Review praises Sandwell's adult safeguarding work
Published 11th April 2018
Sandwell Council’s safeguarding work to protect and care for vulnerable adults has been praised in a report by top experts in the field.
A special team visited in January and met with more than 70 people as part of a ‘peer challenge’ review of the ways Sandwell deals with adult safeguarding issues.
The peer challenge highlighted many positive areas of good practice and policy which the team will now share with other authorities across the West Midlands.
The assessment was completed by the West Midlands Directors of Adult Social Services working with the Improvement and Efficiency West Midlands team, which works to improve services and promote good practice.

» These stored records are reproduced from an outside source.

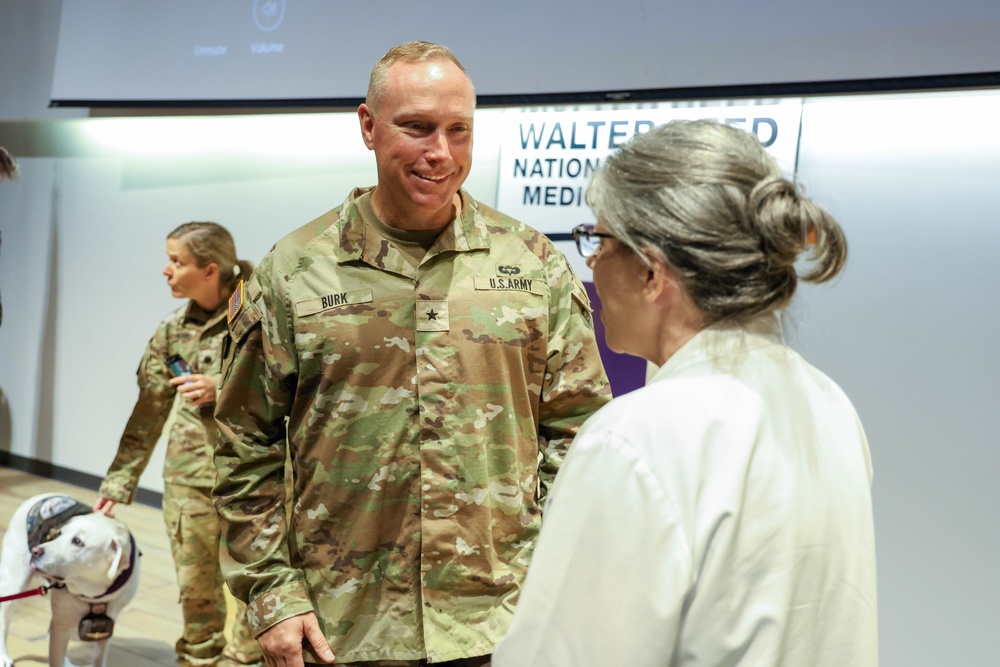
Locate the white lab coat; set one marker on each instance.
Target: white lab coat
(721, 515)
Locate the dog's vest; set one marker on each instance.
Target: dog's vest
(47, 517)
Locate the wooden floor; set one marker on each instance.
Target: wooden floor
(146, 631)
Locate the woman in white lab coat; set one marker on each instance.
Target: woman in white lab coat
(720, 515)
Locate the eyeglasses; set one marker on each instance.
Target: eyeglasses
(587, 240)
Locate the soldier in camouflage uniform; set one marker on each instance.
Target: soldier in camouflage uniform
(424, 361)
(202, 267)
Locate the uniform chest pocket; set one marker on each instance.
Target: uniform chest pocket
(507, 310)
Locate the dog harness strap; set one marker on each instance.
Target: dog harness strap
(47, 517)
(123, 577)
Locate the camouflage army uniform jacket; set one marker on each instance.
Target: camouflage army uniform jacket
(427, 412)
(197, 336)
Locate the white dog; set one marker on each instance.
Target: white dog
(90, 559)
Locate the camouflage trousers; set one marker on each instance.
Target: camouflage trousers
(194, 532)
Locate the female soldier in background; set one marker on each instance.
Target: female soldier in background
(204, 269)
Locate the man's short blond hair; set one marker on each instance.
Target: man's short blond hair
(411, 52)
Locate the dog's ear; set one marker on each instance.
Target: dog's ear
(116, 560)
(121, 557)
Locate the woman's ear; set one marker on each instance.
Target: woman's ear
(659, 279)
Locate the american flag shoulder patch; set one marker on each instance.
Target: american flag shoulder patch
(235, 302)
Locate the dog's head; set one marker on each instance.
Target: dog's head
(89, 553)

In their conclusions, they say they are very impressed with the focus and commitment on a high-risk area of work, pointing out this is critical to ensuring that the residents of Sandwell are safe.

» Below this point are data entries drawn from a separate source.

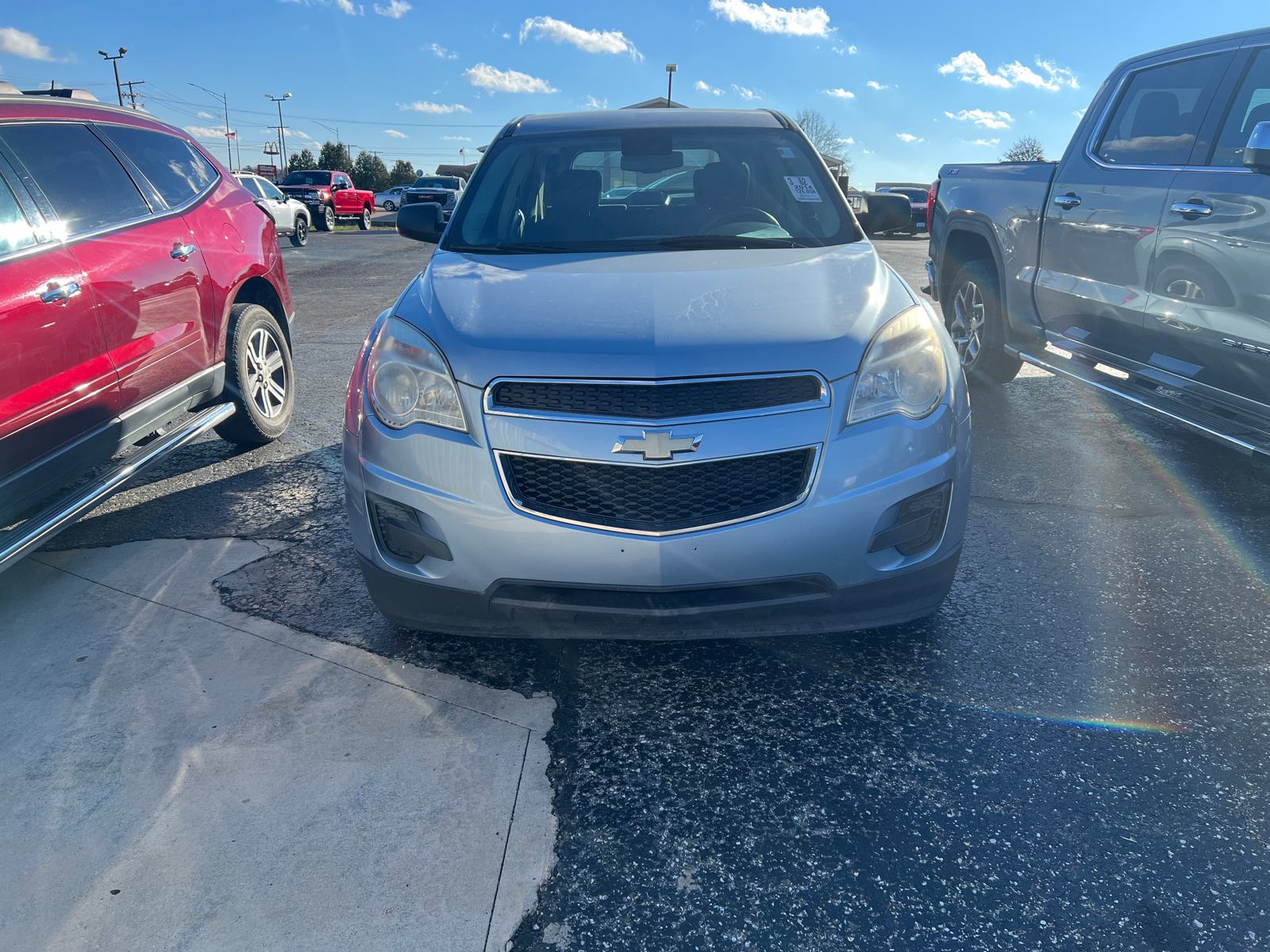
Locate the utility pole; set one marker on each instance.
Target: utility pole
(225, 102)
(283, 132)
(114, 63)
(131, 94)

They also highlight that the commitment is driven from a very senior level, and also due to having a Safeguarding Adults Board which is led so effectively and many talented operational leaders and managers. They said social workers were positive about working in Sandwell and felt well supported by managers.

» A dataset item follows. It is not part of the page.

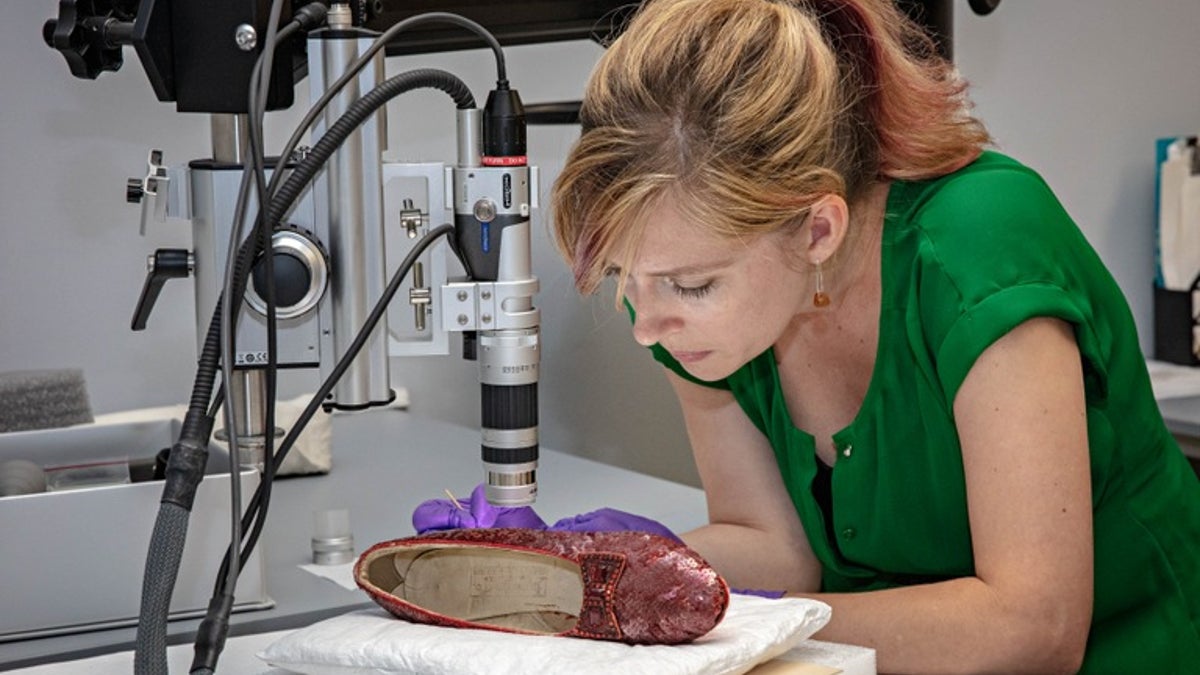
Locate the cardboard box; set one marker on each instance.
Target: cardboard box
(73, 560)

The deprivation of liberty service – which protects vulnerable people who lack the capacity to decide on their care and treatment – was praised for providing “an excellent service to the residents in Sandwell”. And, with virtually no waiting list for assessments, “would appear to be outperforming just about everywhere in the county”.
The report letter adds: “Sandwell is in a good position to share and help the wider West Midlands develop their own safeguarding adults’ approaches but also build on its own strengths. We have really appreciated the opportunity to take away some good examples of care and support that we can share with councils across the West Midlands.”
The review also highlights a clear pride in the organisation and the borough – with officers, councillors and partners all wanting the best for Sandwell and its six towns.
The review team was also impressed with a strong new corporate vision for the future through its Vision 2030, and highlighted the well-respected and visible director with a focus on challenges facing adult social care services. They noted the council’s strong financial management and a clear intention and track record of protecting frontline services.
The team also made a number of recommendations to help the council and Safeguarding Adults Board develop an action plan to keep improving services.
These include ever closer working with local communities and service users, carers and families in safeguarding work and planning and the Safeguarding Adults Board developing a single view of priorities that are informed by local intelligence.